There is a good chance that management can take advantage of the scale and implement the right measures to keep a hold of their markets, but there is also a risk that the intense market dynamics will make the moat obsolete over time, rendering the business less profitable.
Understandability: 3 / 5
I would give Post Holdings a 3 out of 5 in terms of understandability, since it is not a straightforward business. Justification While the company deals in the consumer packaged goods segment, which is relatively simple, it has so many different divisions, operations and strategies that the average investor may find it confusing. The company also uses acquisitions to grow, but there is very little information about their valuation, strategies and synergies that might help drive the stock.
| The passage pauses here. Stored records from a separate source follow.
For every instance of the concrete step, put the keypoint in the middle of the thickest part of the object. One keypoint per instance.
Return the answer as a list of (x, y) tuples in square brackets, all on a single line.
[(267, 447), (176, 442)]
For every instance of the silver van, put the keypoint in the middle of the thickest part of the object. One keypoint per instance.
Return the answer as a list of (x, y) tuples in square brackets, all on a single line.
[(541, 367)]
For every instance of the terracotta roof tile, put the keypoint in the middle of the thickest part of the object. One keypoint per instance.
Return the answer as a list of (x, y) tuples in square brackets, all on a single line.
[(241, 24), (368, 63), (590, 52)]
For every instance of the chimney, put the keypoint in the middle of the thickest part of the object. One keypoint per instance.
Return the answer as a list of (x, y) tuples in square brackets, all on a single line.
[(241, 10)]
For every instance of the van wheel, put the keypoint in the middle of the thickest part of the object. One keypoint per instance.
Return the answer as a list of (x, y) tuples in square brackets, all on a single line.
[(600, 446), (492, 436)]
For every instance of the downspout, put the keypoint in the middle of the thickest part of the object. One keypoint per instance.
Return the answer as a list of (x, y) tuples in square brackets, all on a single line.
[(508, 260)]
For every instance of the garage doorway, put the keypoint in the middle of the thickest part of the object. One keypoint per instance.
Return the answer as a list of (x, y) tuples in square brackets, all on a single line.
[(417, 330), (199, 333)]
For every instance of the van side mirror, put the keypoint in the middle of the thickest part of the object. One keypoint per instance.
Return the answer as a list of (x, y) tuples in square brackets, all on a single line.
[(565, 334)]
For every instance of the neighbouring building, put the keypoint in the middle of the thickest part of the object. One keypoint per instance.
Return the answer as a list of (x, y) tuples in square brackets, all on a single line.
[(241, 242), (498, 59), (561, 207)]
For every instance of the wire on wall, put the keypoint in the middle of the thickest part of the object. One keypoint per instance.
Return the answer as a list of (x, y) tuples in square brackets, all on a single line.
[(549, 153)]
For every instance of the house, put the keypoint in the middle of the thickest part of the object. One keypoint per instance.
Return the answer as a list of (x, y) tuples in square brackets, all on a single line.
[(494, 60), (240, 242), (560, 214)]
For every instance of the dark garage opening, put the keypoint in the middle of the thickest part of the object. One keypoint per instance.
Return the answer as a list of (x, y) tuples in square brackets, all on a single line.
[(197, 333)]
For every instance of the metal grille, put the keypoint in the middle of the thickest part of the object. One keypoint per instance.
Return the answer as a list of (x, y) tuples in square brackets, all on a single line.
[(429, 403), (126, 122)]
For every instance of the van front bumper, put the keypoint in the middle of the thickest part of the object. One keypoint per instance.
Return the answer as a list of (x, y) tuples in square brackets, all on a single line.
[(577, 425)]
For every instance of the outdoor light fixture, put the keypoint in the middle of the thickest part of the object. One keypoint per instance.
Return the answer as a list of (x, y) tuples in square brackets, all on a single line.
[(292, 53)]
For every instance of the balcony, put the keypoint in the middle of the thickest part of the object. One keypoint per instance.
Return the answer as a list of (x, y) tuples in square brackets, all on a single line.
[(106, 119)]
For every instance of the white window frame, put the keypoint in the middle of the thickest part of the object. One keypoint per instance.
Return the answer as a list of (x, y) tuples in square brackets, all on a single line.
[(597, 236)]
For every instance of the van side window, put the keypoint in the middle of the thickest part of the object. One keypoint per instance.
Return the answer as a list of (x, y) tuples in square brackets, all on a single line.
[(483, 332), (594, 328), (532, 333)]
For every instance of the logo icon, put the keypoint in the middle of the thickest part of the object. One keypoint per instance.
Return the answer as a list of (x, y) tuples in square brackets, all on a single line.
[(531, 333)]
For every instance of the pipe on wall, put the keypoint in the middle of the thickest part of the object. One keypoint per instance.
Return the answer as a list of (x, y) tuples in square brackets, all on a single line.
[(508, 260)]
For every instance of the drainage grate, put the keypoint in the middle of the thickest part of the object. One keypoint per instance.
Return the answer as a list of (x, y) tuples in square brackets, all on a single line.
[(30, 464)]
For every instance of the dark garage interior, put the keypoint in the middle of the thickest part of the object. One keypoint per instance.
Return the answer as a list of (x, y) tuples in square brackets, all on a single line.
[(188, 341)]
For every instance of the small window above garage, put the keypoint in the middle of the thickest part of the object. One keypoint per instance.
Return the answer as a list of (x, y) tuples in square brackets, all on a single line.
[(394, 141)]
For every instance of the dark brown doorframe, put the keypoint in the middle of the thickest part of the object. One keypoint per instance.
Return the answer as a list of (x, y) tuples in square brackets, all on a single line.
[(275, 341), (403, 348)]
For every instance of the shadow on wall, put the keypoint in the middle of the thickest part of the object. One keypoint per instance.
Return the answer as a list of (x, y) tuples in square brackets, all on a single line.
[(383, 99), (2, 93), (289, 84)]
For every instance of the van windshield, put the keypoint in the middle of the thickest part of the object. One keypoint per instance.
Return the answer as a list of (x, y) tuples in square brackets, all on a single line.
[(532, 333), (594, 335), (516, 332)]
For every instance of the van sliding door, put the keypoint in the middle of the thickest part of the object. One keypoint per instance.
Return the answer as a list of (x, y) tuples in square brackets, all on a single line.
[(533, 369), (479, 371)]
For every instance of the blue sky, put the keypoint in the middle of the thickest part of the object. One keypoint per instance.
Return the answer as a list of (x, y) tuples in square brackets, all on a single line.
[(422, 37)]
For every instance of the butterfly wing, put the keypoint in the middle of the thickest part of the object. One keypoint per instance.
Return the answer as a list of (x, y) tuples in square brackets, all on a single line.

Balance Sheet Health: 3 / 5
I would give Post Holdings a balance sheet health rating of 3 out of 5. Justification While the company has adequate current assets and can easily cover short-term liabilities, the high debt is a major concern. The company is aggressively using credit facilities and borrowing and this debt can negatively affect the future performance and cash flows of the company. The company is trying to reduce the debt but the debt levels are still high. The large intangible portion, specifically goodwill, on its asset side also makes it risky since a lot of that value is dependent upon unconfirmed assumptions of future growth prospects, and may end up in write-downs, if the underlying companies fail to deliver expected synergies.
Overall, Post Holdings is a very complex business. It has some clear strong points, as a major player in the consumer packaged goods segment, but faces major headwinds as well due to high competition, high debt and inability to grow substantially through acquisitions. I would rather look for other investments that have a more clear business model and better returns.